In a speech before the Berkeley Staff Assembly, Berdahl admitted that the university faces a myriad of problems in attracting staff.

"I truly agree that compensation is not in many cases adequate, and that the reason that many people come to work here, for a decent balance between work and the rest of life, is not a reason anymore," Berdahl said. "And I know that we have to do better at empowering people and rather than micromanaging we need to let those that know best be free to make intelligent and informed decisions."

The university, Berdahl said, will now devote $1 million to increasing the number of employees and decreasing workloads in critical areas on campus. The money will hire retirees to fill vacant supervisory positions and provide training for specialized positions.

In addition, the chancellor announced the formation of the Compensation Advisory Committee, which will help restructure the campus-wide compensation and job evaluation system by the end of the spring semester.

"It really broke new ground," said Renate Valencia, a staff assembly member. "It was very candid and addressed the questions directly. I would like to see some details about the proposals, and we'll certainly be looking to see what the effects of the programs will be."

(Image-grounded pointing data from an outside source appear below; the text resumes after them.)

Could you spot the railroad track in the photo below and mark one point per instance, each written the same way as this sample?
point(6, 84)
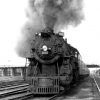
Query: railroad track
point(96, 83)
point(8, 93)
point(11, 83)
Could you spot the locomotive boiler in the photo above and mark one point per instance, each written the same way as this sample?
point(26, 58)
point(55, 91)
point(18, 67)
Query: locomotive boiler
point(53, 65)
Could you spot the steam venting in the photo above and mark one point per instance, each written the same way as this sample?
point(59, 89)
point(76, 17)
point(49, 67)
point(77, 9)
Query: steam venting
point(55, 14)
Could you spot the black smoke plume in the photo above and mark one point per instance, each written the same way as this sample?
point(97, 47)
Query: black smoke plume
point(56, 14)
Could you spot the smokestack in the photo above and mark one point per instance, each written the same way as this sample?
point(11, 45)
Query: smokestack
point(55, 14)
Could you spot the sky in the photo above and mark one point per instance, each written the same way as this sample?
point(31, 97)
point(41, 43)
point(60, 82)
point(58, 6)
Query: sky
point(85, 37)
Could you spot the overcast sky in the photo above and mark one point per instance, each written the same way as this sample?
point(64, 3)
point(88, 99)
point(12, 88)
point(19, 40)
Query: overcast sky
point(85, 37)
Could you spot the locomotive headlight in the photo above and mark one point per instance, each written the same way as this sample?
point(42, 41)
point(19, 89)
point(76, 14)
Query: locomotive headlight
point(45, 48)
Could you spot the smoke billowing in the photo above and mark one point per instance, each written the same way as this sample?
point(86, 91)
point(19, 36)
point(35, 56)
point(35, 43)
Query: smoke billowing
point(56, 14)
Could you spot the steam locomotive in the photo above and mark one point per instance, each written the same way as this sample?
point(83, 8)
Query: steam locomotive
point(54, 64)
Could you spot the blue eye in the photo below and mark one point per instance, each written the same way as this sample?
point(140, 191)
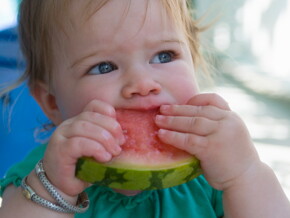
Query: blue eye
point(162, 57)
point(102, 68)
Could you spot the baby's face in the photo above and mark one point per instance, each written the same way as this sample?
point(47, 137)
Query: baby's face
point(128, 56)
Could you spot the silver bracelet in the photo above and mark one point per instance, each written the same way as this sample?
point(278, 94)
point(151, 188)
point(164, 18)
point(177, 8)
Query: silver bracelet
point(29, 194)
point(82, 203)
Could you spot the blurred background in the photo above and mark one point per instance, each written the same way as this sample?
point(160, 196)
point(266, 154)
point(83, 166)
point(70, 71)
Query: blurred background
point(249, 48)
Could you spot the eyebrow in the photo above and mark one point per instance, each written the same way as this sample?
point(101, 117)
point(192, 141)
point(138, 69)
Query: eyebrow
point(173, 40)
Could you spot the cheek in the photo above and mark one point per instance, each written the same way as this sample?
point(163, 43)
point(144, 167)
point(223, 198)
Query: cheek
point(182, 85)
point(73, 101)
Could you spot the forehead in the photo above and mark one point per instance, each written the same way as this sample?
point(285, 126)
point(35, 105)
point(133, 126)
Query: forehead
point(117, 14)
point(97, 24)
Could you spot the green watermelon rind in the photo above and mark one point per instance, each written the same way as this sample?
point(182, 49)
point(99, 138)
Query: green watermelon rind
point(112, 176)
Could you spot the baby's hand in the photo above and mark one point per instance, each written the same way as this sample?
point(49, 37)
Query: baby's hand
point(93, 133)
point(208, 129)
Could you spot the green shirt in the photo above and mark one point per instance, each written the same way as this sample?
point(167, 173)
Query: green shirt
point(194, 199)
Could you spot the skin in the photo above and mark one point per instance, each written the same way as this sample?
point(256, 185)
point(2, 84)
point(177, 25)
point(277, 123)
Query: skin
point(82, 103)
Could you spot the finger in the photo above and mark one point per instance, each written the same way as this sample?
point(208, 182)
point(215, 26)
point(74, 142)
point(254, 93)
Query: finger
point(84, 147)
point(100, 107)
point(196, 125)
point(188, 142)
point(209, 99)
point(209, 112)
point(85, 129)
point(108, 123)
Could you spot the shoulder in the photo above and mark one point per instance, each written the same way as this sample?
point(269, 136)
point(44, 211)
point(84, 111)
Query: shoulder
point(17, 172)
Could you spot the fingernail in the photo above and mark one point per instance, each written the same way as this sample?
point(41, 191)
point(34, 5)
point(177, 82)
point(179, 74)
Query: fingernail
point(122, 140)
point(161, 132)
point(159, 118)
point(107, 156)
point(164, 108)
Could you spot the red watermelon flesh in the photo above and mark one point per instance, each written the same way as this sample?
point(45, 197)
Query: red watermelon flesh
point(142, 146)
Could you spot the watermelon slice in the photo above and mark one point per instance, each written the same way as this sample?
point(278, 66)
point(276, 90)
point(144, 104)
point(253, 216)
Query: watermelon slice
point(145, 163)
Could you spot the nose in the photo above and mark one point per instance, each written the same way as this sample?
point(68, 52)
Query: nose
point(140, 83)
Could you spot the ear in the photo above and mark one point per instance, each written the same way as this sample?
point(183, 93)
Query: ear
point(47, 102)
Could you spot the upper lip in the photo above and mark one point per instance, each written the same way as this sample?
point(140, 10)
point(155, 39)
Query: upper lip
point(144, 105)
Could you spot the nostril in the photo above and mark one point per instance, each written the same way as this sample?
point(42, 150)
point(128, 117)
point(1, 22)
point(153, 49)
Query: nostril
point(142, 88)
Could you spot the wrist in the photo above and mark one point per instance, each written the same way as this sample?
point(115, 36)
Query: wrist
point(34, 182)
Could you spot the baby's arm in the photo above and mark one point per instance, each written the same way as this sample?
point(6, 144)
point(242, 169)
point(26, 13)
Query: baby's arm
point(208, 129)
point(94, 132)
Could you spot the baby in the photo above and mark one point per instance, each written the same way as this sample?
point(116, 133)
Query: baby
point(85, 59)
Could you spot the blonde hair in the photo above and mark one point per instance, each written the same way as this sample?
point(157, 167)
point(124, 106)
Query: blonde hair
point(41, 20)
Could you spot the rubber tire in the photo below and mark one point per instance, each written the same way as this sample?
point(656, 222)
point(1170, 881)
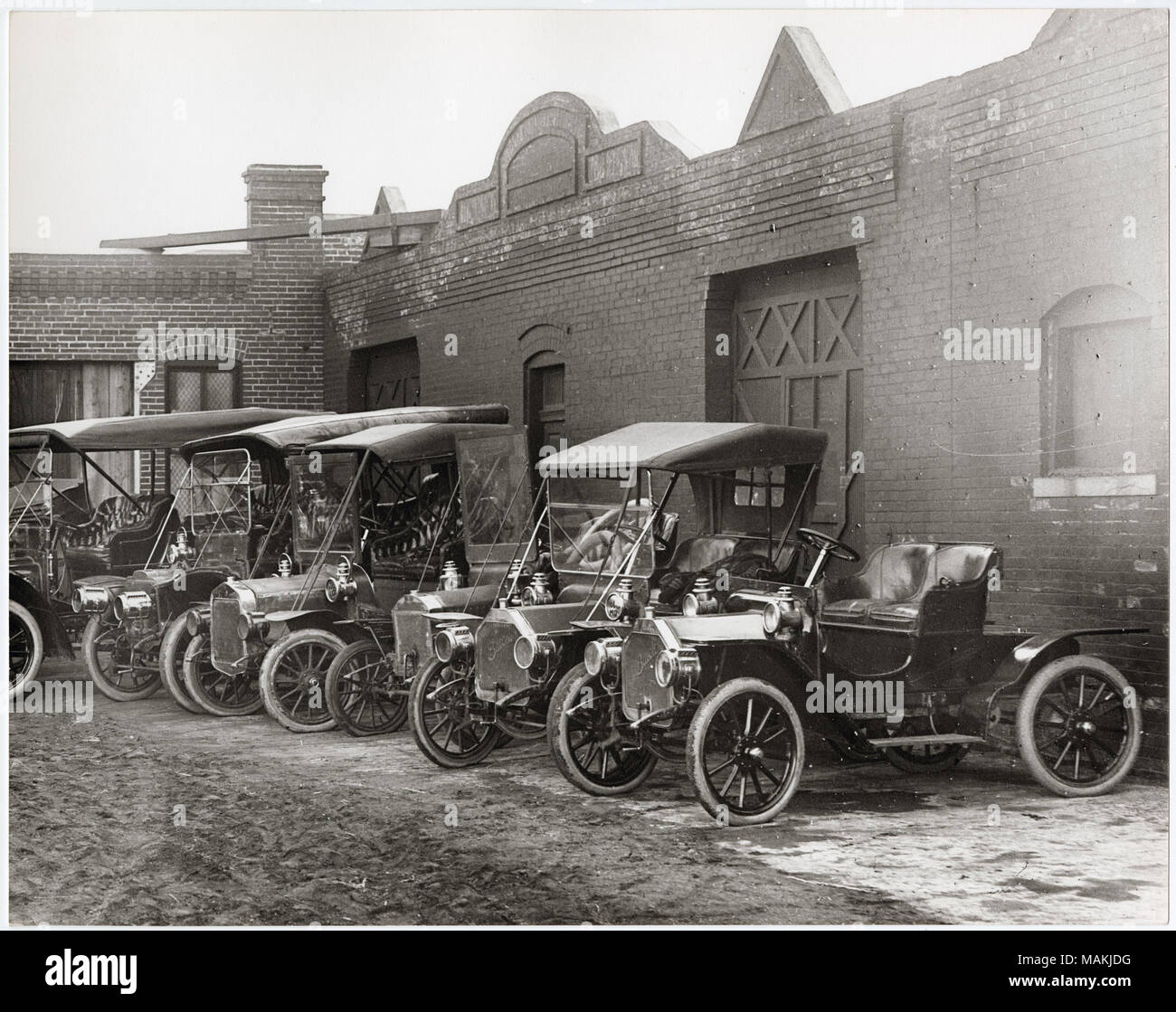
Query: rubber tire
point(1027, 706)
point(565, 695)
point(194, 649)
point(697, 734)
point(944, 761)
point(18, 612)
point(270, 670)
point(172, 649)
point(336, 705)
point(98, 676)
point(424, 743)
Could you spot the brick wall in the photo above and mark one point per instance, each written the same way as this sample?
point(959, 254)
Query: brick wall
point(92, 307)
point(983, 197)
point(971, 211)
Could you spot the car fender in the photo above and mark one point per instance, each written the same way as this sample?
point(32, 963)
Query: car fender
point(53, 630)
point(1019, 666)
point(282, 622)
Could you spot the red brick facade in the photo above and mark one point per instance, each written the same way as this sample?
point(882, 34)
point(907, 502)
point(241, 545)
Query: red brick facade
point(1024, 194)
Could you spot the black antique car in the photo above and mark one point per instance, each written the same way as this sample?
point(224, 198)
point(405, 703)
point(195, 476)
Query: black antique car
point(231, 518)
point(360, 523)
point(611, 525)
point(367, 685)
point(892, 659)
point(59, 534)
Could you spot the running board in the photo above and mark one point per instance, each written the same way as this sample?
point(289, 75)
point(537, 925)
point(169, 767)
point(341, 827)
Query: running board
point(925, 740)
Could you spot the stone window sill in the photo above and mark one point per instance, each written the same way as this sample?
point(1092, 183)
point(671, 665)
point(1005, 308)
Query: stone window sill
point(1094, 486)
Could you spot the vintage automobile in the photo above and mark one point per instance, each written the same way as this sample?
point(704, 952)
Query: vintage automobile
point(893, 658)
point(614, 546)
point(363, 516)
point(233, 518)
point(367, 683)
point(59, 534)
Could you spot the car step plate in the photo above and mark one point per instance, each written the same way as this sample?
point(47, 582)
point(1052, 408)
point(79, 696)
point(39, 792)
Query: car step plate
point(925, 740)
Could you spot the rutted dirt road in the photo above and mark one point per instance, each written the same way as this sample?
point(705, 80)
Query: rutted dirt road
point(148, 815)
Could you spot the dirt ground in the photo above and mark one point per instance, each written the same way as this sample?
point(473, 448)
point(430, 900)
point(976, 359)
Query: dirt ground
point(148, 815)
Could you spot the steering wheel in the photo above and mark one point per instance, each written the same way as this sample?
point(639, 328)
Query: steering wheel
point(830, 545)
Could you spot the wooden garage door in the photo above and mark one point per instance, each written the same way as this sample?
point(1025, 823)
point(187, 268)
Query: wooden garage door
point(393, 376)
point(799, 362)
point(62, 392)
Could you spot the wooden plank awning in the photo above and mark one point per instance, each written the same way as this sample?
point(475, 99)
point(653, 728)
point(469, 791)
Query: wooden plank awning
point(327, 226)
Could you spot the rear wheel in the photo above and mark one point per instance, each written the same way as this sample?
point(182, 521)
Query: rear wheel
point(213, 691)
point(26, 648)
point(1078, 726)
point(121, 670)
point(583, 729)
point(745, 752)
point(445, 714)
point(365, 695)
point(294, 679)
point(171, 664)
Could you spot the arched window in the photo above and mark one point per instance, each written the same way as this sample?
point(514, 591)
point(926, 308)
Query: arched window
point(544, 401)
point(1106, 375)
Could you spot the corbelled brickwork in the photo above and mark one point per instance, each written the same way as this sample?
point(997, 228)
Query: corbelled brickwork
point(1016, 195)
point(92, 307)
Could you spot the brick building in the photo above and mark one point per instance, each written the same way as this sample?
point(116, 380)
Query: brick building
point(842, 267)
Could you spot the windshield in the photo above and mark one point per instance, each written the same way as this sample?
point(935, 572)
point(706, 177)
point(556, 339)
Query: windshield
point(599, 525)
point(318, 485)
point(215, 493)
point(494, 500)
point(31, 487)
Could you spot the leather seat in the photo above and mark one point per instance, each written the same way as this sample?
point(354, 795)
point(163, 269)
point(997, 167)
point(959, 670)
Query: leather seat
point(952, 565)
point(122, 546)
point(908, 572)
point(894, 573)
point(700, 553)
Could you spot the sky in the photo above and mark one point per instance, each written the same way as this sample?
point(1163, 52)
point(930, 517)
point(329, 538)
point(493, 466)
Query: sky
point(141, 122)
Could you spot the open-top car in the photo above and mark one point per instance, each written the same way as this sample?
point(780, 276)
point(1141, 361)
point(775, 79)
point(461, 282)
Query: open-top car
point(611, 521)
point(893, 658)
point(60, 534)
point(356, 522)
point(233, 516)
point(367, 683)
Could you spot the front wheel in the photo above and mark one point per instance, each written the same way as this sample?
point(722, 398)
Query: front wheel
point(294, 679)
point(171, 664)
point(583, 733)
point(364, 694)
point(446, 717)
point(214, 691)
point(26, 648)
point(1078, 726)
point(120, 669)
point(745, 752)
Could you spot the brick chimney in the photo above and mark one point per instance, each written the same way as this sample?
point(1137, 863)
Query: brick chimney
point(283, 355)
point(283, 194)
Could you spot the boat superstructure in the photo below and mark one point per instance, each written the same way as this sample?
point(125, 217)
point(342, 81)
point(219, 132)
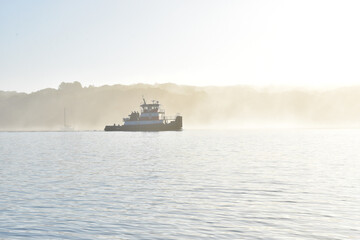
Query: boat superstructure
point(150, 118)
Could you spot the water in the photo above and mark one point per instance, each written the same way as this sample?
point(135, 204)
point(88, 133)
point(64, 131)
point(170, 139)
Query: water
point(244, 184)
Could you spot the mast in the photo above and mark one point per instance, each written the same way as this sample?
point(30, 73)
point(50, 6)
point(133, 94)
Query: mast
point(64, 117)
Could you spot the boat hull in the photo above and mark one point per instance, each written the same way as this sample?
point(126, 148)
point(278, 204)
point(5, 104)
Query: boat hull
point(175, 125)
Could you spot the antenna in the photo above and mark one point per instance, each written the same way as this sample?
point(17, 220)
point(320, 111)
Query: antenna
point(64, 117)
point(144, 99)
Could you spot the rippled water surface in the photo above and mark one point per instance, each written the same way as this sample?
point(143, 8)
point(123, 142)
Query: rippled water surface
point(244, 184)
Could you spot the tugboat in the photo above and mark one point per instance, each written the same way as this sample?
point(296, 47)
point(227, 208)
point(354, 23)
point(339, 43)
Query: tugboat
point(151, 118)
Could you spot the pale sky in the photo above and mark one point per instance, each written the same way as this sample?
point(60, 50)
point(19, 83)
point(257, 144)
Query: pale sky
point(192, 42)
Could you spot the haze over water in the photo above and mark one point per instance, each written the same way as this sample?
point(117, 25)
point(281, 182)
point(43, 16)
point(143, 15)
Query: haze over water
point(245, 184)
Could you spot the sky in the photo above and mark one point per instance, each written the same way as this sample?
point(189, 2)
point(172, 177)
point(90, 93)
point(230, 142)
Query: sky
point(191, 42)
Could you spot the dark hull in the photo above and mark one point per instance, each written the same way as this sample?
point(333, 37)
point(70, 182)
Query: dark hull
point(175, 125)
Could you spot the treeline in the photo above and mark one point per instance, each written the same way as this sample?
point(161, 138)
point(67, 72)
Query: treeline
point(91, 108)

Low wages have been a constant complaint of staff over the past few years. Led by the Coalition of University Employees union, staffers have protested that moderate UC wage increases do not keep pace with the growing cost of living in the Bay Area.

While employees were impressed with the chancellor's frankness, his proposed reforms seemed to fall short of the mark, said Elinor Levine, president of the union.

"It sounds like a human resources management initiative to put people into broad salary bands," she said, adding that the union supported across-the-board wage increases and merit pay rather than a full restructuring.

Staff are unclear as to how many new positions the $1 million will create, Levine said.

Union members have been conducting a rolling hunger strike for several months. Some sported "Fridays We Work for Free" t-shirts at the meeting, and gave one to Berdahl.

"I really do 'get it,'" Berdahl said. "I very much understand how urgently we need to make changes."

Referring to the Berkeley Financial Systems, a new online accounting service that has caused problems for the staff who use it, the chancellor said the system did need some changes but that staff would need to learn to work better with it.

"All the clericals on campus know what a problem the Berkeley Financial Systems have been," Levine said. "I don't think anyone was encouraged by his statement."

Berdahl also addressed the problem of staff recruitment and retention. He said the university is contracting with an Internet firm to advertise openings and hire people online, speeding up the recruitment process. He also announced a system of incentives for employees who recruit new employees and an end to the salary cap for reclassified employees.

"Many of you asked how to be more supported in your work," he said, referring to training. "We need to rely on your expertise rather than stifle it. I also know that as you are allowed to develop your skills, you are happier and more fulfilled in your jobs."